Au fond, ma démarche invite à interroger ce qui n’est pas dit par et dans les sources, comme manière de mieux éclairer le sens de ce qu’elles disent. Je prendrai un exemple de mésinterprétation de ce que disent les sources, fondées sur le fait de ne pas avoir tenu compte de ce qu’elles ne disaient pas. Au cours des XVIe-XVIIe siècles, les princesses ottomanes paraissent plus importantes sur la scène publique, du fait qu’elles sont plus régulièrement mentionnées dans les sources historiques – dans le cadre de cérémonies dynastiques.

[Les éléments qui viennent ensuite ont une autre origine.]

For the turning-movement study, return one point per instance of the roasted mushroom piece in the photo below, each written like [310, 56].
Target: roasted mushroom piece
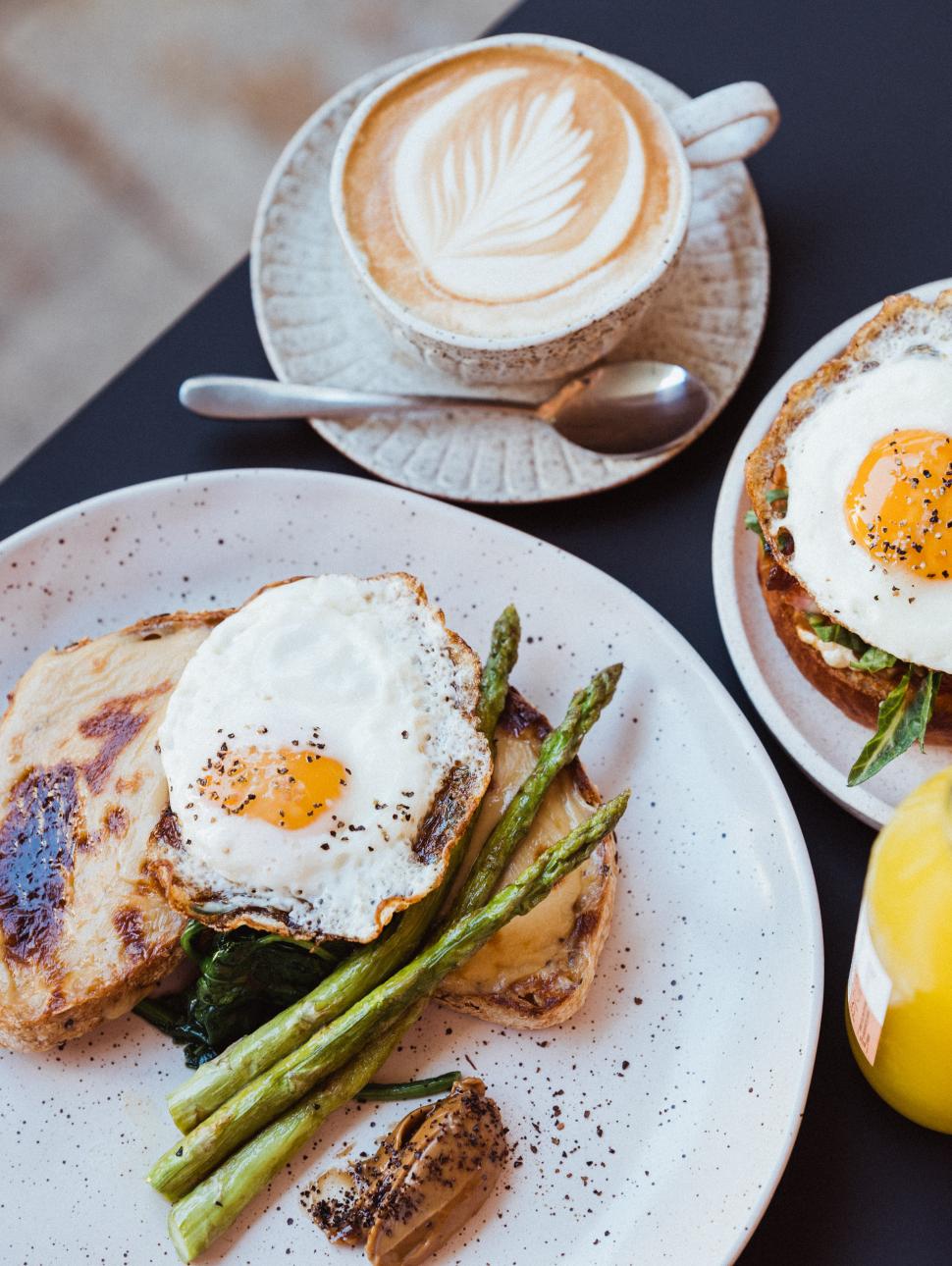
[428, 1177]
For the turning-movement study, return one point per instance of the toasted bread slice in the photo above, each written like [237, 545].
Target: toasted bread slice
[537, 970]
[857, 694]
[82, 932]
[903, 319]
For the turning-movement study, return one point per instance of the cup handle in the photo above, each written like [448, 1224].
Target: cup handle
[727, 125]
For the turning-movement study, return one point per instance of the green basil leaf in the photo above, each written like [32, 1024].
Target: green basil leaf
[903, 718]
[873, 659]
[826, 632]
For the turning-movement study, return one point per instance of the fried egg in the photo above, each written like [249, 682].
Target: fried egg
[322, 756]
[869, 474]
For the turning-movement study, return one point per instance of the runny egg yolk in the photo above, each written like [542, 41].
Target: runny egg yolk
[285, 788]
[899, 505]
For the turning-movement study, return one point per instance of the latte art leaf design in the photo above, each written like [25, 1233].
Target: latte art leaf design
[502, 194]
[511, 185]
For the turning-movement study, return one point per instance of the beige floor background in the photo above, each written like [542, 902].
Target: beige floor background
[134, 139]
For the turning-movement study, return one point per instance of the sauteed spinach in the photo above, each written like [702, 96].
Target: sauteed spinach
[243, 978]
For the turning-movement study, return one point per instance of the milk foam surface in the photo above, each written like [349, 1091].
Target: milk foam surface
[509, 191]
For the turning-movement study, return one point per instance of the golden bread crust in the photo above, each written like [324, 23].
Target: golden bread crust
[82, 932]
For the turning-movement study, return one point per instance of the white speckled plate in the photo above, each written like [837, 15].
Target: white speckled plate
[817, 734]
[656, 1125]
[317, 327]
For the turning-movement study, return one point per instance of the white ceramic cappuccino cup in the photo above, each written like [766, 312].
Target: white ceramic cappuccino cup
[723, 126]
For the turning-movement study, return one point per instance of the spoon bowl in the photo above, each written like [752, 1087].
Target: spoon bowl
[631, 408]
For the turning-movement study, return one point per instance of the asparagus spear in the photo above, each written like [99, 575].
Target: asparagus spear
[558, 749]
[215, 1081]
[213, 1205]
[383, 1091]
[291, 1078]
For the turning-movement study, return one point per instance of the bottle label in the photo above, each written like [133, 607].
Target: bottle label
[870, 987]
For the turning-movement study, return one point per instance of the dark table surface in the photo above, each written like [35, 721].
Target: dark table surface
[857, 196]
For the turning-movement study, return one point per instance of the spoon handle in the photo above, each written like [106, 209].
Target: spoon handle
[218, 396]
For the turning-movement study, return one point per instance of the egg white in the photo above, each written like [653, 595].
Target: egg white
[889, 607]
[369, 664]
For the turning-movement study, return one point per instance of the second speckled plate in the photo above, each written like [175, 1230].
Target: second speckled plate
[317, 327]
[658, 1122]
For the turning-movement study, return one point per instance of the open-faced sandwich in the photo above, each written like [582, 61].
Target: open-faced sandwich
[852, 497]
[326, 802]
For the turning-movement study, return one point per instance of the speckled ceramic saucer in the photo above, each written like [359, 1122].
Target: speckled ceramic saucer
[318, 327]
[651, 1127]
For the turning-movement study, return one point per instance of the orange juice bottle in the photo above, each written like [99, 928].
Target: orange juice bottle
[899, 995]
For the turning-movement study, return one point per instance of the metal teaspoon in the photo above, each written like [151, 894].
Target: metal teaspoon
[632, 408]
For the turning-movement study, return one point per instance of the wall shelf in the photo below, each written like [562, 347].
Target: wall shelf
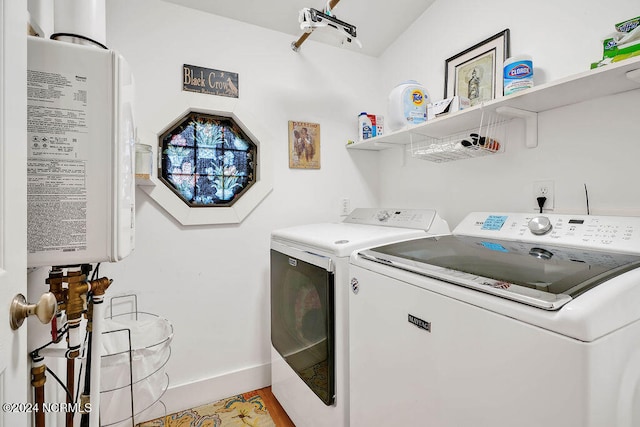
[608, 80]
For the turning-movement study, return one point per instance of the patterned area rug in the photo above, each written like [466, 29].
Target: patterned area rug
[247, 409]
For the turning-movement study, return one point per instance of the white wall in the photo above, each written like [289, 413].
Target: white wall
[212, 282]
[593, 143]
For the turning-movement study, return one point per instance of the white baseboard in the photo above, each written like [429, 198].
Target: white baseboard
[190, 395]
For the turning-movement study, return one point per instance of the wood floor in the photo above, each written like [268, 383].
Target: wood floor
[278, 414]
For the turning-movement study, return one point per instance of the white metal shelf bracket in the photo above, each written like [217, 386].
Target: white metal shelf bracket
[530, 121]
[634, 75]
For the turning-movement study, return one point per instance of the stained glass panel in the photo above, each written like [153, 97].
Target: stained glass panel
[207, 160]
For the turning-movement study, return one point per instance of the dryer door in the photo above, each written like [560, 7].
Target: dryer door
[302, 318]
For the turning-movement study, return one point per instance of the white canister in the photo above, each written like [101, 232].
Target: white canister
[518, 74]
[407, 105]
[365, 127]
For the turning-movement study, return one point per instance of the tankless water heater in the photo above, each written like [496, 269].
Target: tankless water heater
[81, 134]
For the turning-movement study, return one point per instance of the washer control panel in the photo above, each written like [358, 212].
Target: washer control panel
[613, 233]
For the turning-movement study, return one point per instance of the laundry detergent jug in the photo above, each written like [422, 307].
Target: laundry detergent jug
[407, 105]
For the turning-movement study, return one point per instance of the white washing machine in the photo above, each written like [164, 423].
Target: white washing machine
[309, 301]
[512, 320]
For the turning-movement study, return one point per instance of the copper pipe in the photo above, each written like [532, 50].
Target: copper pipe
[38, 379]
[77, 292]
[296, 45]
[54, 281]
[70, 386]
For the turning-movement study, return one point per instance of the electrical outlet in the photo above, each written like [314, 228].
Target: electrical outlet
[345, 206]
[543, 189]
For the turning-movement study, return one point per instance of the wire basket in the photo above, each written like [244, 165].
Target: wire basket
[486, 139]
[136, 349]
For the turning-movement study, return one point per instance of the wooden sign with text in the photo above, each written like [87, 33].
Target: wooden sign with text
[212, 82]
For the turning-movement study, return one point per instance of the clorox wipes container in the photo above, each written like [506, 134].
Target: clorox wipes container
[407, 105]
[518, 74]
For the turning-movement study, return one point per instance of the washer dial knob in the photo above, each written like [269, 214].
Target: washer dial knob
[540, 225]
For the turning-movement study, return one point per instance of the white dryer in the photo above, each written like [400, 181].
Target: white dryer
[309, 301]
[512, 320]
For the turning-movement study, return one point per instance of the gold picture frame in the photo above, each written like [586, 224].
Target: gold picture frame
[304, 145]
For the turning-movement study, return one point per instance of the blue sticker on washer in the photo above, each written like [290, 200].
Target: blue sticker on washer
[494, 222]
[494, 246]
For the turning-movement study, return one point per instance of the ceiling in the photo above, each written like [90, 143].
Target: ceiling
[378, 22]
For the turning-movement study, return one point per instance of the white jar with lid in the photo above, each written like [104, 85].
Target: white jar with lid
[407, 105]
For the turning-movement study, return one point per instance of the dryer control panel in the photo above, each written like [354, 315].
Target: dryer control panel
[611, 233]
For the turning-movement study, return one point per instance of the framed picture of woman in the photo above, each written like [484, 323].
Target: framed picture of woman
[476, 73]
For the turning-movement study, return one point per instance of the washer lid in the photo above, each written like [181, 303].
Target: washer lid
[543, 276]
[342, 239]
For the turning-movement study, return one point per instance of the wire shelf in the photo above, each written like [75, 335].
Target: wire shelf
[486, 139]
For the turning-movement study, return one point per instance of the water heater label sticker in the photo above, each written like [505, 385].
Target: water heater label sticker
[57, 205]
[57, 115]
[57, 131]
[494, 222]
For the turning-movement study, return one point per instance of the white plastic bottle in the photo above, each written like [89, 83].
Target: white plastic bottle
[407, 105]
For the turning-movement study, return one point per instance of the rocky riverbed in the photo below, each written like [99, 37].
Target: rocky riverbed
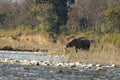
[53, 68]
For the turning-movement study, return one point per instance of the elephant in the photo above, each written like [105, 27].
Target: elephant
[79, 43]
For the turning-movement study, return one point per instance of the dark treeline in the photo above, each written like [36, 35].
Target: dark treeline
[61, 16]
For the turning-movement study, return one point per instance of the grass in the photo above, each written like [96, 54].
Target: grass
[103, 52]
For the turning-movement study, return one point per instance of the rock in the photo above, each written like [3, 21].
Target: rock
[99, 68]
[98, 65]
[113, 65]
[72, 65]
[59, 64]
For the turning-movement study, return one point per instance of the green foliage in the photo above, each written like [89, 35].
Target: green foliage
[2, 17]
[112, 17]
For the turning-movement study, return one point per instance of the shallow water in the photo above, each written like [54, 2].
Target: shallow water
[13, 71]
[29, 56]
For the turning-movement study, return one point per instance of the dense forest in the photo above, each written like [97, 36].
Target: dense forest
[62, 17]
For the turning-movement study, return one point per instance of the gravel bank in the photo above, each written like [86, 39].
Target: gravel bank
[12, 69]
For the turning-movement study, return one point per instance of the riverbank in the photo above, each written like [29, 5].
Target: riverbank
[14, 69]
[98, 53]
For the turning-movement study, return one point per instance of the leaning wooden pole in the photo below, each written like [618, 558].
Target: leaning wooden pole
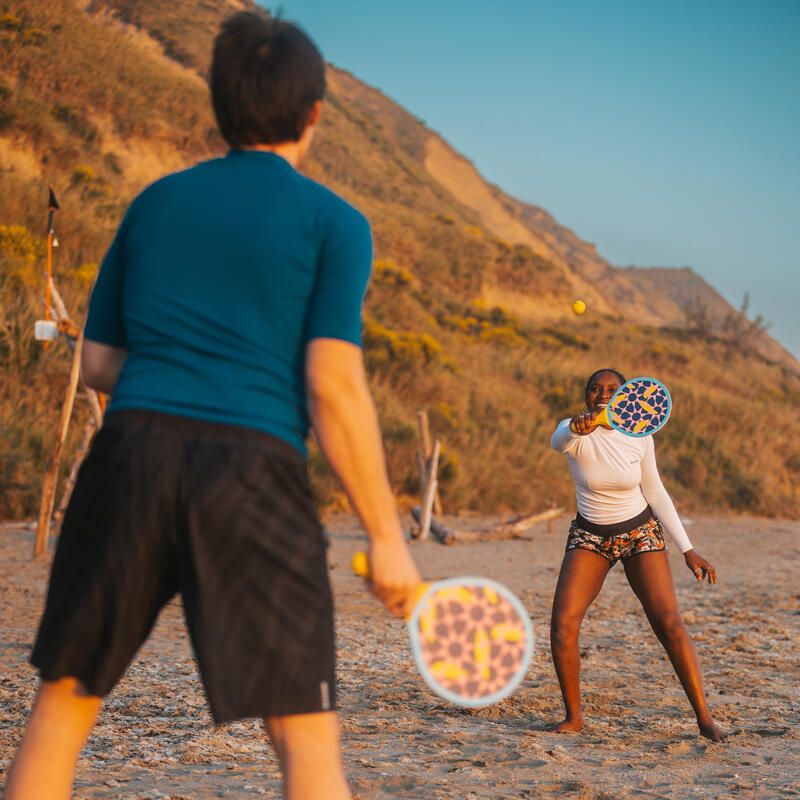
[51, 471]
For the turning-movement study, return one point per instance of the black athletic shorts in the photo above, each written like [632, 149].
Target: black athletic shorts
[223, 515]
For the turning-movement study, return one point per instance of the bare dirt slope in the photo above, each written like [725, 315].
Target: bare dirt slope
[154, 738]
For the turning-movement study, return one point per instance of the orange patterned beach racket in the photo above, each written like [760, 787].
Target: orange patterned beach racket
[471, 638]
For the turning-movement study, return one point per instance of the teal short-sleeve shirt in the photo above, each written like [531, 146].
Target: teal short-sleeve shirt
[216, 280]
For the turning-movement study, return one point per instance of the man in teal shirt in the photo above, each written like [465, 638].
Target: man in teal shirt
[226, 318]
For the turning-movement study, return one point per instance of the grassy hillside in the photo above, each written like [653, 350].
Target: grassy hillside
[471, 324]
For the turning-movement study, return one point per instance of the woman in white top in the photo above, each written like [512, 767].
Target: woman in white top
[622, 506]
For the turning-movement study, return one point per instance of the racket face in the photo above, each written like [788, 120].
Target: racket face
[472, 640]
[640, 407]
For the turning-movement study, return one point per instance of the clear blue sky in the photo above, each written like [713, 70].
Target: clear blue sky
[667, 133]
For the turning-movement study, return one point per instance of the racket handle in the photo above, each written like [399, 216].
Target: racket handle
[360, 565]
[600, 419]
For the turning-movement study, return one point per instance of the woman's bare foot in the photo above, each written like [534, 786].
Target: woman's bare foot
[711, 731]
[569, 725]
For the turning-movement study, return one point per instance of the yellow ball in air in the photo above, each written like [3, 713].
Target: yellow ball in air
[360, 564]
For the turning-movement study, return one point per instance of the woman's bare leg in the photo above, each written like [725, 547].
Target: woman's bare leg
[581, 578]
[650, 578]
[44, 766]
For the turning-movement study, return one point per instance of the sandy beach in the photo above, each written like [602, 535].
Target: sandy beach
[154, 737]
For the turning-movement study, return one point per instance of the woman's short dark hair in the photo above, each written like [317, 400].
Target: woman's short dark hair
[597, 372]
[266, 75]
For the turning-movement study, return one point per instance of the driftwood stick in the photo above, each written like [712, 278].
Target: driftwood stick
[95, 405]
[440, 532]
[69, 483]
[430, 491]
[427, 452]
[51, 471]
[58, 303]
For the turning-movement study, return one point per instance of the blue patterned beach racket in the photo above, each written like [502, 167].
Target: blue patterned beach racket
[638, 408]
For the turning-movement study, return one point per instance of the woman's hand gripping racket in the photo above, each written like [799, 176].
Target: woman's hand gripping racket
[471, 638]
[638, 408]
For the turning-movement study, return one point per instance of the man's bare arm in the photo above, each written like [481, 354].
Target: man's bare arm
[346, 425]
[101, 365]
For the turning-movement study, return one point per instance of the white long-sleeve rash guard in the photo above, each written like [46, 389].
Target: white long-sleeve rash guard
[616, 477]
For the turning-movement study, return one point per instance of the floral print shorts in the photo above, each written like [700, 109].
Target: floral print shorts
[647, 538]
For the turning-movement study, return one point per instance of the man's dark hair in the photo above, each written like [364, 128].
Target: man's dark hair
[596, 373]
[266, 75]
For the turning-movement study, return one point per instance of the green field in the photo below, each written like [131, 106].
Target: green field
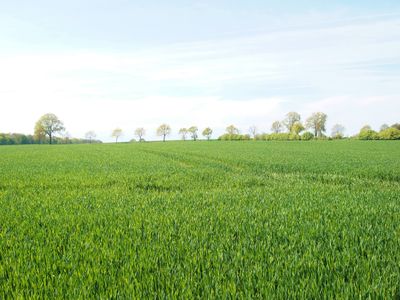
[281, 220]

La conclusion généralement convenue tient à y voir, d’une part un accroissement de leur pouvoir politique, d’autre part une forme de substitution des hommes de la dynastie, par l’usage accru des femmes – les deux phénomènes étant conçus dans une relation de causalité.

Or, je crois que les deux analyses sont fausses : non seulement, les XVIe-XVIIe siècles ne correspondent pas à une montée en puissance des princesses ottomanes sur la scène politique, mais au contraire, ils scellent leur retrait, derrière la figure – montante, elle – des reines mères. Je vous épargne les explications socio-historiques qui accompagnent cette démonstration, elles figurent dans ma thèse. En outre – et on touche là le cœur du problème –, rien ne prouve que les princesses ottomanes aient réellement été plus sollicitées dans le domaine cérémoniel qu’au cours des siècles précédents : l’analyse repose sur un présupposé que je réfute, à savoir que si les sources se mettent à en parler à cette époque, alors que les attestations pour les siècles antérieurs sont plus rares, ce serait nécessairement la marque qu’une réalité historique. Il n’y a rien de plus dangereux que de croire sur parole une source, au motif que si elle le dit, c’est que ce doit être vrai : les sources mentent, les sources omettent, surtout, la nature des sources évolue et, avec elle, leur contenu. Ce qui s’est passé, au cours des XVIe-XVIIe siècles, tient moins d’un changement de positionnement des princesses ottomanes dans les pratiques cérémonielles, qu’une profonde transformation des formes d’écriture de l’histoire, qui se met à mentionner des événements qu’elles taisaient auparavant. Que les mariages des princesses aient toujours fait l’objet de cérémonies est une certitude, difficile à documenter, mais palpable à travers la documentation. Que ces cérémonies tiennent graduellement de plus en plus de place dans les chroniques de règne est l’expression d’un changement de style. Et – j’anticipe la critique – le phénomène ne touche pas que les princesses : ce sont tous les membres de la dynastie qui trouvent de plus en plus de place dans ces récits, princes compris ! Le propos de ces chroniques se déplace d’un récit tourné vers la personne du sultan (éventuellement, quelque autre grande figure), à un récit englobant la dynastie et, de plus en plus, l’ensemble de la cour. Les princesses ottomanes ne sont pas plus importantes sur la scène politique : elles sont simplement plus visibles pour l’historien.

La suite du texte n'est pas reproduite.